Gephardt Drops Rank, Not Perks
While he may no longer be leading his party in the House, presidential hopeful Rep. Richard Gephardt (Mo.) will not be losing all the benefits of being one of the chamber’s top Democrats.
New Minority Leader Nancy Pelosi (D-Calif.) helped Gephardt land an office in the space-strapped Capitol and is temporarily bankrolling the carry-over of some of his key leadership staff in the 108th Congress.
Although her office couldn’t specify how much of her designated leadership funds she’s dedicating to help the Missourian retain key aides, the move — not unheard of with outgoing leaders — has allowed Gephardt to keep in place some of his senior staff while he prepares his presidential bid. And, on the flip side, sources say Gephardt has also helped Pelosi in structuring her leadership office and hiring staff.
“We wanted to provide a certain amount of transitional help,” said Pelosi spokesman Brendan Daly.
“She has a great deal of respect for him, and he’s been a tremendous leader,” Daly continued. “She has a good working relationship with him, and it’s something that made sense to do.”

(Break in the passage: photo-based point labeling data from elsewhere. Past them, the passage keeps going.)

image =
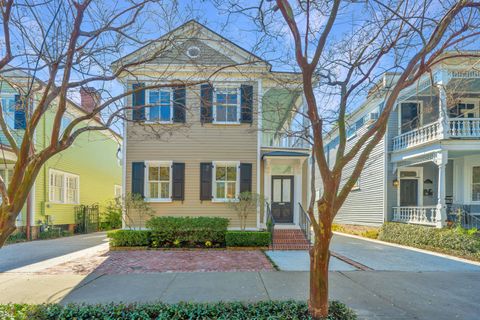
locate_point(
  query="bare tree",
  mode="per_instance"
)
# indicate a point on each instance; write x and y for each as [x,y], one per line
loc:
[342,48]
[58,48]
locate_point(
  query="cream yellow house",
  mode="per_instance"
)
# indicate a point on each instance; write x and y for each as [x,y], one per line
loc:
[222,123]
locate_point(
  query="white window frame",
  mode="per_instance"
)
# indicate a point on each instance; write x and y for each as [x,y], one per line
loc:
[214,180]
[147,181]
[239,98]
[147,108]
[65,175]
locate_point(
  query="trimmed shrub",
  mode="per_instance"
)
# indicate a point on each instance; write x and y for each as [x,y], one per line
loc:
[187,231]
[129,238]
[247,238]
[232,310]
[455,239]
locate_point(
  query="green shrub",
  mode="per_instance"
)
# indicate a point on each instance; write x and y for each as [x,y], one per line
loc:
[129,238]
[455,239]
[187,231]
[232,310]
[247,238]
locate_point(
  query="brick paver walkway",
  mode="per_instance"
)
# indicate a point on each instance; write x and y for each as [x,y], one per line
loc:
[123,262]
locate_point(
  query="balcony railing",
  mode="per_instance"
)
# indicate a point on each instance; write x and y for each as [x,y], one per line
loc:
[280,139]
[456,128]
[418,215]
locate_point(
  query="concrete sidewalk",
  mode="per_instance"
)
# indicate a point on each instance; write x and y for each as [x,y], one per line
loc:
[408,295]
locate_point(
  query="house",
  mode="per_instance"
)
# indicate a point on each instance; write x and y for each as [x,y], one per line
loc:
[219,129]
[427,166]
[87,173]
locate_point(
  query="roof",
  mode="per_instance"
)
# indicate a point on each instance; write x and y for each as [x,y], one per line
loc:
[285,154]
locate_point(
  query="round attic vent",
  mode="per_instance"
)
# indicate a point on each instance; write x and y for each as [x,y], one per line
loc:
[193,52]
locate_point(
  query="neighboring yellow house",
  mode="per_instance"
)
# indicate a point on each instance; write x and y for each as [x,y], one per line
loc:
[190,149]
[87,173]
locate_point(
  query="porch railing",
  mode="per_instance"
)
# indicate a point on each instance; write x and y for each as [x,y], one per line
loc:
[418,136]
[417,215]
[305,224]
[464,127]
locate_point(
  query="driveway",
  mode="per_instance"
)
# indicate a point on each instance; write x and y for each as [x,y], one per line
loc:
[19,255]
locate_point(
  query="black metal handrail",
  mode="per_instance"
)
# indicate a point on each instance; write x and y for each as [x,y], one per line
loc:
[305,223]
[270,223]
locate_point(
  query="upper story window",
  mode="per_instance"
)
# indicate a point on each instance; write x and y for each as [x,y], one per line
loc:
[159,105]
[226,182]
[226,108]
[158,182]
[64,187]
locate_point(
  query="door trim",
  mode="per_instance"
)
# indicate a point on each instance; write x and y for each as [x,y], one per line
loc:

Gephardt, who held either the Majority or Minority Leader position since 1989 and is preparing to vie for the White House in 2004, is expected to spend much of his time this session working Members for presidential support.
Having a Capitol office and being able to maintain some leadership staff — even if temporarily — could help enormously in that effort, several Democratic sources said. The role of House Members as “superdelegates” to the Democratic presidential nominating convention has long been viewed as a key advantage for Gephardt by those helping to steer his national ambitions.
A top Gephardt adviser said Pelosi has been “extremely gracious” in all matters relating to the transition. And Gephardt, the adviser added, “was equally gracious in getting her up and started.”
Said another Democratic leadership aide: “She wanted to do things to help Gephardt transition out of being leader.”
The apparent warming in the relationship between Pelosi and Gephardt came as a surprise to some, given rumblings about bad blood between the two. Pelosi was even rumored to be eyeing a challenge to Gephardt as leader before he announced he wouldn’t seek another term.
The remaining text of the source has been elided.